According to the USDA National Agricultural Statistics Service [NASS] 2002 Census of Agriculture, America’s farmers, numbering upwards of 2 million, tend more than 939 million acres of this great land. To do this, America’s growers spent $191.4 billion on products such as feed, seed, chemicals, equipment and information, according to the 2003 NASS report “Farm Production Expenditures 2002 Summary.”
Yes, these farms may have differing needs, but they require similar things.
“One thing you could say about farmers across the board is that they’re wanting useful and relevant information to help them in their business,” says Scott Kurfman, director of client services for AdFarm, a Kansas City, MO-based agency that handles only “ag business” clients. Many of AdFarm’s employees are farmers themselves, which gives them unique insight.
Information is key in the tight-margin world of farming. Anything that can provide a slight advantage—whether it be increased output or more efficient input—is devoured.
The modern farmer, as it turns out, has more time to spend with information and marketing offers—especially if it will help the operation.

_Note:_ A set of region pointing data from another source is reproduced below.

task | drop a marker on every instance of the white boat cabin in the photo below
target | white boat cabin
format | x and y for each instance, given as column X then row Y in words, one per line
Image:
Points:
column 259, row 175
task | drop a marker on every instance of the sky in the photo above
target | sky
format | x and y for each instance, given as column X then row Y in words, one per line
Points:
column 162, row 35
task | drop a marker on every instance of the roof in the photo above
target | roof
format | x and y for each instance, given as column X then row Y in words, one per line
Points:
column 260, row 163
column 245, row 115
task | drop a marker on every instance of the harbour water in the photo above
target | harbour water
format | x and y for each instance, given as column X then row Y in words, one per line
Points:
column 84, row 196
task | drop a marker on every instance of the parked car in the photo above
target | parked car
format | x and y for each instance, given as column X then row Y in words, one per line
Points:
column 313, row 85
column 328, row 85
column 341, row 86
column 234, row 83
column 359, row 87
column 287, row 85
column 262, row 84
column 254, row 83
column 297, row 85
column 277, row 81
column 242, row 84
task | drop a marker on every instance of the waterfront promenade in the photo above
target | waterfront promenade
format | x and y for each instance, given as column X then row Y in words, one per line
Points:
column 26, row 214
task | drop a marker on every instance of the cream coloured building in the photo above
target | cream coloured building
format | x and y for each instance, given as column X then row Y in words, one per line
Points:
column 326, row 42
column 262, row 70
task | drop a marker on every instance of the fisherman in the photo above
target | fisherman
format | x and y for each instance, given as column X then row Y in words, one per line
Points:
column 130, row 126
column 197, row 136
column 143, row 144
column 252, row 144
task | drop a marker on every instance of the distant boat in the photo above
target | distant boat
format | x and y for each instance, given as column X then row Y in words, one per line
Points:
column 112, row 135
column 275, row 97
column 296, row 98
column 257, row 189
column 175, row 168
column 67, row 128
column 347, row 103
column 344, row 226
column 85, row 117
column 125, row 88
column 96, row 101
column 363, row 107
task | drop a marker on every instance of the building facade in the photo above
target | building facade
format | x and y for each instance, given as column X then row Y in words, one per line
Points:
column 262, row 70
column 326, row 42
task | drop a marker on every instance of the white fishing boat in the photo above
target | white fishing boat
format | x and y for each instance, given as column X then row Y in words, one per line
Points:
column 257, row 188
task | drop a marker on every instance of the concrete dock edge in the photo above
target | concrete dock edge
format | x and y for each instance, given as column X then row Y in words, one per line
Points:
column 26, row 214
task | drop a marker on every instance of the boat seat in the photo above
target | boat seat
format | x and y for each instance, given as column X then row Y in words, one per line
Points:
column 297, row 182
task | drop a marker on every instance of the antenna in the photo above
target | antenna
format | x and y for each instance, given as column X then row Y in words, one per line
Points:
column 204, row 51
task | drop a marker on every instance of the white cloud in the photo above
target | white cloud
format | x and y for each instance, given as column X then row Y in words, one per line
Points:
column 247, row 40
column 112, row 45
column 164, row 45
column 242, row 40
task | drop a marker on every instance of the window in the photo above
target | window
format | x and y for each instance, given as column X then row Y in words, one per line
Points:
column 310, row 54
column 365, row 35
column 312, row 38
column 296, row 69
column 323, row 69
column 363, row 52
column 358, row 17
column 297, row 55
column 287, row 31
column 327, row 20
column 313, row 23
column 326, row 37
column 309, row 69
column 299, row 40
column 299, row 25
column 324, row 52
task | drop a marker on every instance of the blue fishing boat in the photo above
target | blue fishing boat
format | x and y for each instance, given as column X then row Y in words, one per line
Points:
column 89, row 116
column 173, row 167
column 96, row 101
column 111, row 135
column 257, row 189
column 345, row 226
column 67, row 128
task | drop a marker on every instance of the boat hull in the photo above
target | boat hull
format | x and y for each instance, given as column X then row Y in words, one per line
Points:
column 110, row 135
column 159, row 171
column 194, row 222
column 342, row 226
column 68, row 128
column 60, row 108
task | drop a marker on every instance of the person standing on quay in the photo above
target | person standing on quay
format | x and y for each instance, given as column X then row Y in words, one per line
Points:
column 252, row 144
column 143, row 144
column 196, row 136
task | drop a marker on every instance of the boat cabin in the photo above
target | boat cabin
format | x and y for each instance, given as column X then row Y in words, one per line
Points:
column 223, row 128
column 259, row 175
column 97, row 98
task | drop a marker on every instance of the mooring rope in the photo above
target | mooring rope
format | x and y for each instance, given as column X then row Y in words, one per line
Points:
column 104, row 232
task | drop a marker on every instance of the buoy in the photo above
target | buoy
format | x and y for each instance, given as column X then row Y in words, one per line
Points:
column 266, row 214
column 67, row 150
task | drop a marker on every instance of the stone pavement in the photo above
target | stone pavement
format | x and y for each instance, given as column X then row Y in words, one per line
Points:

“There are some trending charts that show that the amount of time it takes to produce a bushel of soy beans or corn over the last 50 years has fallen dramatically,” says Tony Behr, vice president of sales for Farm Journal Media, a company with print, Internet, broadcast (television and radio) and database properties aimed at the farm market.
As a result, farms are being run increasingly like businesses. A report by NASS reveals that in 2003, 58 percent of farms had computer access and 48 percent had Internet access. As operations get larger, often the “farmer” is spending little or no time in the field.